Accelerators and Hybrid Exascale Systems (AsHES)
IPDPS 2013: IEEE International Parallel and Distributed Processing Symposium
Prof. Richard Vuduc, Georgia Institute of Technology
In this talk, we will "pop up a level" and ask whether first principles of algorithm and architecture design can tell us anything about heterogeneity. In particular, I'll posit "strawman" cost models that connect properties of an algorithm with physical properties of machines, like energy, power, and area. I will then explain what these models imply. For instance, I'll use them to evaluate the time- and energy-efficiency of heterogeneous designs as well as for predicting the benefits of other forms of heterogeneity, such as "communication" heterogeneity. And although I'll show a bunch of formulas, calculate things, and plot them, I stress that this talk is about ideas, rather than a well-developed set of results. As such, your questions, healthy skepticism, (constructive!) feedback, and offers of collaboration may be even more welcome than usual! :-)
This work is joint with current and former students: Jee Whan Choi, Aparna Chandramowlishwaran (MIT), Marat Dukhan, and Kenneth Czechowski.
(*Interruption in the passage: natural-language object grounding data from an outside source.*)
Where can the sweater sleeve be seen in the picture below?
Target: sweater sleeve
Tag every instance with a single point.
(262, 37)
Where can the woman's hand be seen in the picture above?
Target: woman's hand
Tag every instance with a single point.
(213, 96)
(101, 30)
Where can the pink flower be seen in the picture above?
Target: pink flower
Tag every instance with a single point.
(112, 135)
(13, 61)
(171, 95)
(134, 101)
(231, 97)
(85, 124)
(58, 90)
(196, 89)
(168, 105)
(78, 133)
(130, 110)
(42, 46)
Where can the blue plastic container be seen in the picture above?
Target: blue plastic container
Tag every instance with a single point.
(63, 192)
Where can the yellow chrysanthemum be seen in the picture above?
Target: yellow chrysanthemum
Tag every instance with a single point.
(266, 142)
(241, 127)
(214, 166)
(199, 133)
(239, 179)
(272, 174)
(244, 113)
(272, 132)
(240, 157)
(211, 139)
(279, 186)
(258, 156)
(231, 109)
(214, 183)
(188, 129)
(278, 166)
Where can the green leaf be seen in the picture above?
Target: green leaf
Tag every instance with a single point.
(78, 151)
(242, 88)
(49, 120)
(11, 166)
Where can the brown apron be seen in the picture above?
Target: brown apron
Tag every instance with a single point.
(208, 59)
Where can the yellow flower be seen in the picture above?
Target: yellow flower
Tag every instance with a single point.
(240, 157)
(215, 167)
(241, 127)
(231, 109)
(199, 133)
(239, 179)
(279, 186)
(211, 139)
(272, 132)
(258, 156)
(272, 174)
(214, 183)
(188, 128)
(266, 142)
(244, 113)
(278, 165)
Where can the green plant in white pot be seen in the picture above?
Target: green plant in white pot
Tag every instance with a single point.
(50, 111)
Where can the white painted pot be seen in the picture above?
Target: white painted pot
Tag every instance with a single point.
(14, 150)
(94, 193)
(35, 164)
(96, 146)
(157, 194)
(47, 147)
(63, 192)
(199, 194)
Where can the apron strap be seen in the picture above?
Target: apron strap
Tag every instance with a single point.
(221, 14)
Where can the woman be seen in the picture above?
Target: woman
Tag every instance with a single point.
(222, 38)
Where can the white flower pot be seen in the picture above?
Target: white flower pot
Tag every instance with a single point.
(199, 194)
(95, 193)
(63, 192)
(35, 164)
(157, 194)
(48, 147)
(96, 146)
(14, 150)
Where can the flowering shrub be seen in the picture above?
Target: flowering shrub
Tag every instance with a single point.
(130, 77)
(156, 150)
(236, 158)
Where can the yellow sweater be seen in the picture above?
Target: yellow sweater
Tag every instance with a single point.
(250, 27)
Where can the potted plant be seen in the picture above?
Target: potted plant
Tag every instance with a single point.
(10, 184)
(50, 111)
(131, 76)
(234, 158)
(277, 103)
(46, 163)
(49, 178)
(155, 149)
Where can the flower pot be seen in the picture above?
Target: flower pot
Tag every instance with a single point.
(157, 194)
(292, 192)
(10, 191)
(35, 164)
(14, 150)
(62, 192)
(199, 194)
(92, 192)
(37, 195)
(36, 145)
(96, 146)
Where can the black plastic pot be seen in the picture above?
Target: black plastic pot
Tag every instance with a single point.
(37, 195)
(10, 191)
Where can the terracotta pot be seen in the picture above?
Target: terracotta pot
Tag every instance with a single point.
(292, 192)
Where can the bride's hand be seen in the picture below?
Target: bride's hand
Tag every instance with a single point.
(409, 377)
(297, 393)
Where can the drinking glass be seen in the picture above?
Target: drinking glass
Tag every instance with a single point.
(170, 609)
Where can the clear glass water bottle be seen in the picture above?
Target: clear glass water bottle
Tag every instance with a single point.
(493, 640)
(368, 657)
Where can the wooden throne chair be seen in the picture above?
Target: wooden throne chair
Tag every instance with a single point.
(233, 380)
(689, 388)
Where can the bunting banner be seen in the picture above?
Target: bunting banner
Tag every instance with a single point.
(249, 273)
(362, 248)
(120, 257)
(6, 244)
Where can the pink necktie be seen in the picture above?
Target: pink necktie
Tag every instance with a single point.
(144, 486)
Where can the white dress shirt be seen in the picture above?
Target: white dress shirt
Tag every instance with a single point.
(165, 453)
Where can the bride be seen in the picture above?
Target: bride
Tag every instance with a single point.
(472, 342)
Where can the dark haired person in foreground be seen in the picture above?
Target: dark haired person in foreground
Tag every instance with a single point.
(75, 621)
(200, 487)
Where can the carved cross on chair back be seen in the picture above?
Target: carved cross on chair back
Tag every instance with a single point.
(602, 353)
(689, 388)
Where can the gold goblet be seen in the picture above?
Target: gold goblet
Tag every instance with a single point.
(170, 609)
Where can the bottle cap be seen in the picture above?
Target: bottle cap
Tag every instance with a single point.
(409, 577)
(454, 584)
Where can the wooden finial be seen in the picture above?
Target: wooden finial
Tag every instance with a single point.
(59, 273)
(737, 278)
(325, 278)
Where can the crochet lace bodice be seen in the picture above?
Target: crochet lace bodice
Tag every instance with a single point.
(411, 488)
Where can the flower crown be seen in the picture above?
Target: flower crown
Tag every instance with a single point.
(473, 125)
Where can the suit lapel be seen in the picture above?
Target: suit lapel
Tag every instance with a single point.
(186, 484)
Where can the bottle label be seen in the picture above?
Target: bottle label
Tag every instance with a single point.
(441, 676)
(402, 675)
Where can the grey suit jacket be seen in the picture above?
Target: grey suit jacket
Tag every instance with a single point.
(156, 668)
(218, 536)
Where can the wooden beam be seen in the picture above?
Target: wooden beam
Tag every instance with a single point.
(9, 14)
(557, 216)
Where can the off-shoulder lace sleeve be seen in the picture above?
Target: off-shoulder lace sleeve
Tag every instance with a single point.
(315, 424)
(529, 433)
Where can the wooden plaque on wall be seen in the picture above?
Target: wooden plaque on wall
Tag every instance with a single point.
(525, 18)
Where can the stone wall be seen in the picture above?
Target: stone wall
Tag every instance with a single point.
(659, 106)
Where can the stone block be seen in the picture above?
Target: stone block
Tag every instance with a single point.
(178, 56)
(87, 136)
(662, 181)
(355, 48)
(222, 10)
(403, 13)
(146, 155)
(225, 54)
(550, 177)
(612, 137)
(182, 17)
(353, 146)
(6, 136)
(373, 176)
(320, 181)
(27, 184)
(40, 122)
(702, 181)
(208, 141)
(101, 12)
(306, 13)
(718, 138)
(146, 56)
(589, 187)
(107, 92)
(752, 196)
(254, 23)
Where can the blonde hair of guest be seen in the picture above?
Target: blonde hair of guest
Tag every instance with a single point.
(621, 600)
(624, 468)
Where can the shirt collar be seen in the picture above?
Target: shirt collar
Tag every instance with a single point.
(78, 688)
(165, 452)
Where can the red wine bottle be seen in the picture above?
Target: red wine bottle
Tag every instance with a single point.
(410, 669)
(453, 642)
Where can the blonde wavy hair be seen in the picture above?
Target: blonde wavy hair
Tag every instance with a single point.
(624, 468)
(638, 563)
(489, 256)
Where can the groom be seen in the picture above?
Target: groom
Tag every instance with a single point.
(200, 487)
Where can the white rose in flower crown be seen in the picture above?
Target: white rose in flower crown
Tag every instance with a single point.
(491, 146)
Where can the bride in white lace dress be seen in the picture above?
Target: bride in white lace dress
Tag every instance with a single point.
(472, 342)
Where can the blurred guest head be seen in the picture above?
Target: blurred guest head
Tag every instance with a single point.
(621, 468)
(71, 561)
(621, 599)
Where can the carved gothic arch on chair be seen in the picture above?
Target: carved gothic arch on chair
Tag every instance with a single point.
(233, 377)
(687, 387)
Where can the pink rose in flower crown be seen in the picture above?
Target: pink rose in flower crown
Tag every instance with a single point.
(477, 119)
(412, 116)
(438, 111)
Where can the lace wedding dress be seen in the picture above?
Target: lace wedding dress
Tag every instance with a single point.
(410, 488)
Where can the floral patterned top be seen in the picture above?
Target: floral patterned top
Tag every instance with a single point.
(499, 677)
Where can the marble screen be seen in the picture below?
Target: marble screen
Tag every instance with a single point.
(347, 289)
The talk will preview two papers (one lead by Choi, the other by Czechowski) to appear at the main IPDPS'13 conference later in the week.Bio:
Richard (Rich) Vuduc is an Associate Professor at Georgia Tech in the School of Computational Science and Engineering. His research lab, the HPC Garage (hpcgarage.org), is interested in all-things-high-performance-computing, with an emphasis on parallel algorithms, performance analysis, and performance tuning. He is a member of the DARPA Computer Science Study Panel, recipient of the NSF CAREER Award, and co-recipient of the Gordon Bell Prize (2010). His lab's work has received a number of best paper nominations and awards, including most recently the 2012 Best Paper Award from the SIAM Conference on Data Mining.